Union minister Arun Jaitley on Saturday criticised the “compulsive contrarians” who speculated about the location of India’s airstrikes on Tuesday morning, PTI reported. He wondered why the Indian Air Force would attack the Balakote in Indian territory – as several commentators had speculated.

Jaitley said at an event: “When our Air Force reached Balakot in Khyber Pakhtunkhwa, before one could gather any information, someone started saying it is very close to the LoC [Line of Control] and some people whom I call compulsive contrarians discovered a new Balakote without even checking that, that particular Balakote is not across the LoC but in our own Poonch. Why will our own Air Force attack our own territory?”

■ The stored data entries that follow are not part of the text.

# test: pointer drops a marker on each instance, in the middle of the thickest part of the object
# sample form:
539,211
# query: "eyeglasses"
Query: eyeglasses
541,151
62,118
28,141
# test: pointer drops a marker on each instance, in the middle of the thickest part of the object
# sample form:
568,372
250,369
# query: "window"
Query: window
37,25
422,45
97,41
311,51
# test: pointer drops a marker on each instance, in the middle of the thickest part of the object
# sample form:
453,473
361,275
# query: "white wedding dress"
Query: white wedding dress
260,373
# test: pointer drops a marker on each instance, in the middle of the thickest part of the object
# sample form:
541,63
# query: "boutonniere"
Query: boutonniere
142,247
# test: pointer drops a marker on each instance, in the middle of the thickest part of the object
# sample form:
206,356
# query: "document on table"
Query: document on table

Early on Tuesday, Pakistan’s armed forces had claimed that the Indian Air Force had violated the Line of Control, days after a terror attack in Jammu and Kashmir. Spokesperson Major General Asif Ghafoor had tweeted that Indian aircraft had dropped payload “in haste while escaping, which fell near Balakot”.

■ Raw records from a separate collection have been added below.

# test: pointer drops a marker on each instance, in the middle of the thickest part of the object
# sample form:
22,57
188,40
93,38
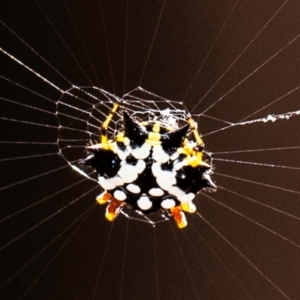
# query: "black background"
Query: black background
253,60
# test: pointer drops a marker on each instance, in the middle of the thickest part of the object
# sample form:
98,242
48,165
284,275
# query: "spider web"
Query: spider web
233,65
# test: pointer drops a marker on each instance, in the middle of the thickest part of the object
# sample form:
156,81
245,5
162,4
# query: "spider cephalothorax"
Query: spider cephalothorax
151,167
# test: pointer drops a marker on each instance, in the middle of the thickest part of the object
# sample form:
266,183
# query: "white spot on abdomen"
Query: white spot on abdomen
140,166
141,152
120,195
133,188
186,198
128,173
144,203
168,203
156,192
110,183
159,154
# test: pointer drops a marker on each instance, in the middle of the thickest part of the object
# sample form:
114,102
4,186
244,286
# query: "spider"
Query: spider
151,167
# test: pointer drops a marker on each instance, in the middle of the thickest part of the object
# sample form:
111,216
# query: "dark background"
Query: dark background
119,45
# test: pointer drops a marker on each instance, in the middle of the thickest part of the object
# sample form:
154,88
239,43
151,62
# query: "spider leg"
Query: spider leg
193,126
104,197
179,216
113,209
106,123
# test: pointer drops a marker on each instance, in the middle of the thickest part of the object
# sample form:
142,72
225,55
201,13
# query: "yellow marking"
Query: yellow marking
179,216
113,146
103,198
153,136
103,139
195,131
188,207
153,143
156,127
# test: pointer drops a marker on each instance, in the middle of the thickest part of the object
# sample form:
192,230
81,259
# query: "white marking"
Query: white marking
168,203
141,152
123,154
166,179
186,198
140,166
120,195
176,191
117,180
128,173
144,203
156,169
126,141
156,192
133,188
179,165
106,184
159,154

With no official statement by India for four hours after Ghafoor’s tweet, there was speculation about which “Balakot” he had meant. If it was the Balakot in Pakistan’s Khyber Pakhtunkhwa province, it meant Indian jets had not just crossed the Line of Control but had entered the neighbouring country. However, commentators pointed out that there was a “Balakote” village in Poonch district as well, which would mean India had stayed within its own territory.

Later, an official statement from India said the Air Force had struck the biggest camp of the terrorist outfit Jaish-e-Mohammad in Balakot and had eliminated a “very large number” of terrorists and trainers. India called it a “non-military preemptive action”.

Jaitley had first used the phrase “compulsive contrarians” in January, when he said this new class of people had no qualms in “manufacturing falsehood” and who believed that the government could do no good.